Face aux montagnes transformées, aux remontées mécaniques imposantes, qui sont autant de coups infligés à la nature, comment lutter ? Par un retour aux sources peut-être.

Avant le ski de piste tel que nous le connaissons, il y avait le ski, véhicule sommaire pour évoluer sur la neige. Longues planches de bois que l'homme fixait à ses pieds pour mieux glisser sur un sol qui se dérobe aux pieds non équipés.
Peu après le milieu du XIXème s. , un norvégien de la région de Télémark imposa son style : poids sur la jambe en aval et jambe intérieure fléchie; la position télémark était née.
Passé de mode, le télémark revient depuis quelques années, et il est de plus en plus courant de croiser ces étranges spécimens, à mi chemin entre le skieur de fond et le skieur de piste. Dans la famille, je suis le dernier de la fratrie à ne pas m'y être mis. C'est désormais chose faite.

Dans l'idée d'équiper des télémark pour aller faire de la randonnée à ski -manque de neige et suroccupation des pistes en périodes de vacances vous donnent envie de vous frotter à la nature plus calme- , j'ai donc essayé cette discipline.

Samedi, première journée, et un constat : ça fait mal aux cuisses. Le télémark est physique, même si, en gagnant en technique on doit pouvoir économiser pas mal d'énergie. Tentative laborieuse en poudreuse après 5 min, il reste des progrès à faire sur les pistes dammées avant d'aller voir en hors piste. Je finis cassé, courbaturé, mais avec cette sensation d'excitation mélée de curiosité qui pousse à voir plus en avant. Il y a quelque chose de probablement très particulier et plaisant dans cette glisse, mais il faut s'acharner un peu pour s'en rendre compte.

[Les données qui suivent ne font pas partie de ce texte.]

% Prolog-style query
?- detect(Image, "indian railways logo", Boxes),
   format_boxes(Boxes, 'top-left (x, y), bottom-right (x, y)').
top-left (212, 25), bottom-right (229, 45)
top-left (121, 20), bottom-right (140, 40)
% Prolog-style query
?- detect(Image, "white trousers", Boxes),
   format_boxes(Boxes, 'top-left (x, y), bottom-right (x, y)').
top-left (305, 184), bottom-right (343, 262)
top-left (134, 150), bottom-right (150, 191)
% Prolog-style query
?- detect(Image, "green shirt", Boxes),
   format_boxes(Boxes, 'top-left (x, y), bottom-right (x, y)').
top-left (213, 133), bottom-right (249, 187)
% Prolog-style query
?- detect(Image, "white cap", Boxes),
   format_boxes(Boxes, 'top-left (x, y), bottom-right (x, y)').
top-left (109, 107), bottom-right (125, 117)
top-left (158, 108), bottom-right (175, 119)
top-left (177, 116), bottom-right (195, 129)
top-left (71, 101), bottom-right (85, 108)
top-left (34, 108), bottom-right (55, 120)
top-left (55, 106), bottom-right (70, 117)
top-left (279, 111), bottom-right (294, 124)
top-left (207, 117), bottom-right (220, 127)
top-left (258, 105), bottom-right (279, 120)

Dimanche donc, après avoir récupéré difficilement de la veille, c'est parti pour une nouvelle matinée de génuflexions. Au bout d'une heure ou deux, la raideur sur la jambe gauche qui m'empêchait de tourner à droite s'atténue, si je ne suis pas aussi fluide des deux jambes, me voilà désormais capable d'enchaîner les virages un peu plus en rythme. Let's ride - Enjoy.
Trois heures plus tard, et quelques buches de plus à mon palmarès -dont une collision avec un skieur qui maitrisait moins sa vitesse que moi, et surtout ne regardait pas autour de lui-, c'est le grand trip, le bonheur simple de la glisse. Avec un ami lui aussi débutant (mais qui a déja quelques sessions à son actif) nous enchaînons les pistes et nous nous faisons plaisir, d'autant plus qu'aujourd'hui, il n'y a pas trop de monde. Les trajectoires sont plus précises, les déséquilibres moins nombreux. Genoux près du sol, au gré des courbes de la piste, nous glissons, carvons un peu parfois, mais surtout nous profitons.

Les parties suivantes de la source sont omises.